Il paraît par ce que nous avons dit dans le chapitre précédent, qu’il existe dans la Nature des forces, comme celle de la pesanteur, qui sont relatives à l’intérieur de la matière, et qui n’ont aucun rapport avec les qualités extérieures des corps, mais qui agissent sur les parties les plus intimes et qui les pénètrent dans tous les points ; ces forces, comme nous l’avons prouvé, ne pourront jamais tomber sous nos sens, parce que leur action se faisant sur l’intérieur des corps, et nos sens ne pouvant nous représenter que ce qui se fait à l’extérieur, elles ne sont pas du genre des choses que nous puissions apercevoir ; il faudrait pour cela que nos yeux, au lieu de nous représenter les surfaces, fussent organisés de façon à nous représenter les masses des corps, et que notre vue pût pénétrer dans leur structure et dans la composition intime de la matière ; il est donc évident que nous n’aurons jamais d’idée nette de ces forces pénétrantes, ni de la manière dont elles agissent ; mais en même temps il n’est pas moins certain qu’elles existent, que c’est par leur moyen que se produisent la plus grande partie des effets de la Nature, et qu’on doit en particulier leur attribuer l’effet de la nutrition et du développement, puisque nous sommes assurés qu’il ne se peut faire qu’au moyen de la pénétration intime du moule intérieur ; car de la même façon que la force de la pesanteur pénètre l’intérieur de toute matière, de même la force qui pousse ou qui attire les parties organiques de la nourriture, pénètre aussi dans l’intérieur des corps organisés, et les y fait entrer par son action ; et comme ces corps ont une certaine forme que nous avons appellée le moule intérieur, les parties organiques poussées par l’action de la force pénétrante ne peuvent y entrer que dans un certain ordre relatif à cette forme, ce qui par conséquent ne la peut pas changer, mais seulement en augmenter toutes les dimensions, tant extérieures qu’intérieures, et produire ainsi l’accroissement des corps organisés et leur développement ; et si dans ce corps organisé, qui se développe par ce moyen, il se trouve une ou plusieurs parties semblables au tout, cette partie ou ces parties, dont la forme intérieure et extérieure est semblable à celle du corps entier, seront celles qui opéreront la reproduction.

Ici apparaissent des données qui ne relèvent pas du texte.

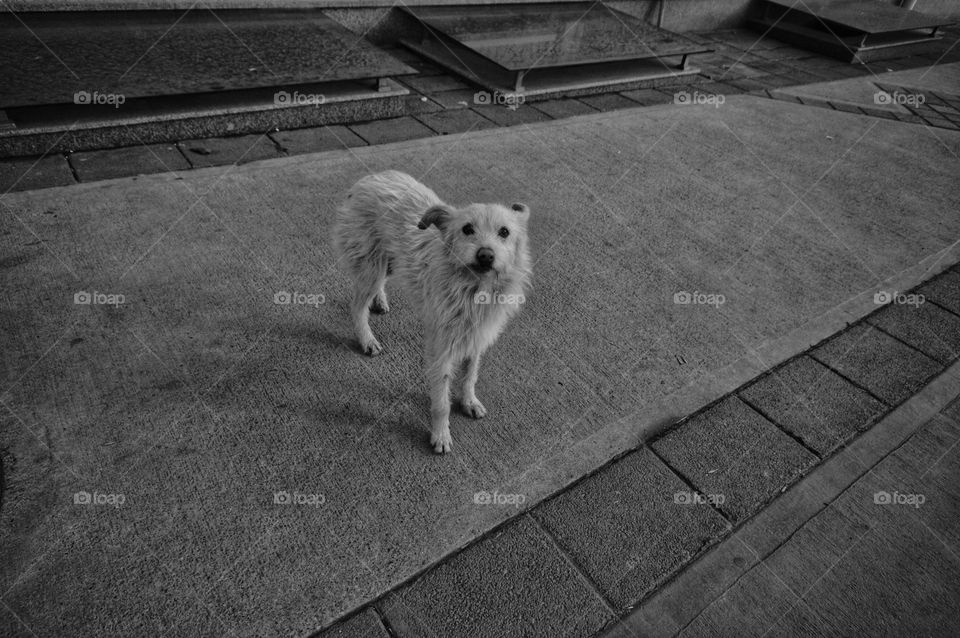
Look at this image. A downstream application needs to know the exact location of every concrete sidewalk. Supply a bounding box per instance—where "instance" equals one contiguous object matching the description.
[0,90,960,636]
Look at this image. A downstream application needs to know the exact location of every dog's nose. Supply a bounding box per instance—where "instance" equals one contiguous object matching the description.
[477,248,493,267]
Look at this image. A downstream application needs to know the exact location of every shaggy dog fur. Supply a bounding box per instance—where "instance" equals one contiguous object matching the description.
[334,171,531,453]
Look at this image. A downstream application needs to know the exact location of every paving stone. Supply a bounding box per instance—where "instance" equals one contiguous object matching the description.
[653,396,817,522]
[319,607,390,638]
[180,135,280,168]
[578,93,637,111]
[942,398,960,423]
[429,89,479,109]
[620,89,673,106]
[867,303,960,365]
[0,155,77,194]
[917,270,960,315]
[350,116,435,144]
[897,113,926,125]
[473,104,550,126]
[740,356,886,457]
[810,323,942,405]
[830,102,863,115]
[724,78,767,91]
[753,46,817,60]
[530,98,597,120]
[532,448,730,610]
[417,109,497,135]
[270,126,367,155]
[70,144,190,182]
[381,516,613,638]
[403,95,443,115]
[400,75,470,94]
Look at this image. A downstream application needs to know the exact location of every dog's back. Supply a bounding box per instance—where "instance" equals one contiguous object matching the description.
[333,171,441,268]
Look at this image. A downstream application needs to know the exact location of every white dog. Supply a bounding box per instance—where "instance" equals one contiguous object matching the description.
[334,171,531,453]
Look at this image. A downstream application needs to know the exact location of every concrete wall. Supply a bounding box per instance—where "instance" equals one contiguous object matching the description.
[4,0,960,32]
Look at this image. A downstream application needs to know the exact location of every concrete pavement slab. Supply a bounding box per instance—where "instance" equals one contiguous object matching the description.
[319,607,390,638]
[681,419,960,636]
[0,155,77,193]
[380,516,614,638]
[70,144,190,182]
[867,303,960,365]
[350,116,436,146]
[917,270,960,315]
[530,98,597,120]
[739,357,886,457]
[810,324,943,405]
[578,93,637,111]
[270,126,366,155]
[605,363,960,638]
[620,89,673,106]
[780,63,960,113]
[471,104,550,126]
[180,134,280,168]
[400,75,470,93]
[430,89,477,109]
[417,109,496,135]
[652,396,817,522]
[0,96,960,636]
[531,448,730,611]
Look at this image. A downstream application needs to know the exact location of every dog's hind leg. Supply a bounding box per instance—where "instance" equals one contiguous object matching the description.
[460,354,487,419]
[350,259,387,357]
[426,345,453,454]
[370,273,390,315]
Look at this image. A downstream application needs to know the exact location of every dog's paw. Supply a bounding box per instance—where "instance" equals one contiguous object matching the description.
[430,430,453,454]
[362,339,383,357]
[460,398,487,419]
[370,295,390,315]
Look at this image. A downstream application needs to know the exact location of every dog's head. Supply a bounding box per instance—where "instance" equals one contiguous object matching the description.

Nous voici à la troisième question : n’est-ce pas par une puissance semblable que le moule intérieur lui-même est reproduit ? non seulement c’est une puissance semblable, mais il paraît que c’est la même puissance qui cause le développement et la reproduction ; car il suffit que dans le corps organisé qui se développe, il y ait quelque partie semblable au tout, pour que cette partie puisse un jour devenir elle-même un corps organisé tout semblable à celui dont elle fait actuellement partie : dans le point où nous considérons le développement du corps entier, cette partie dont la forme intérieure et extérieure est semblable à celle du corps entier, ne se développant que comme partie dans ce premier développement, elle ne présentera pas à nos yeux une figure sensible que nous puissions comparer actuellement avec le corps entier, mais si on la sépare de ce corps et qu’elle trouve de la nourriture, elle commencera à se développer comme corps entier, et nous offrira bientôt une forme semblable, tant à l’extérieur qu’à l’intérieur, et deviendra par ce second développement un être de la même espèce que le corps dont elle aura été séparée ; ainsi dans les saules et dans les polypes, comme il y a plus de parties organiques semblables au tout que d’autres parties, chaque morceau de saule ou de polype qu’on retranche du corps entier, devient un saule ou un polype par ce second développement."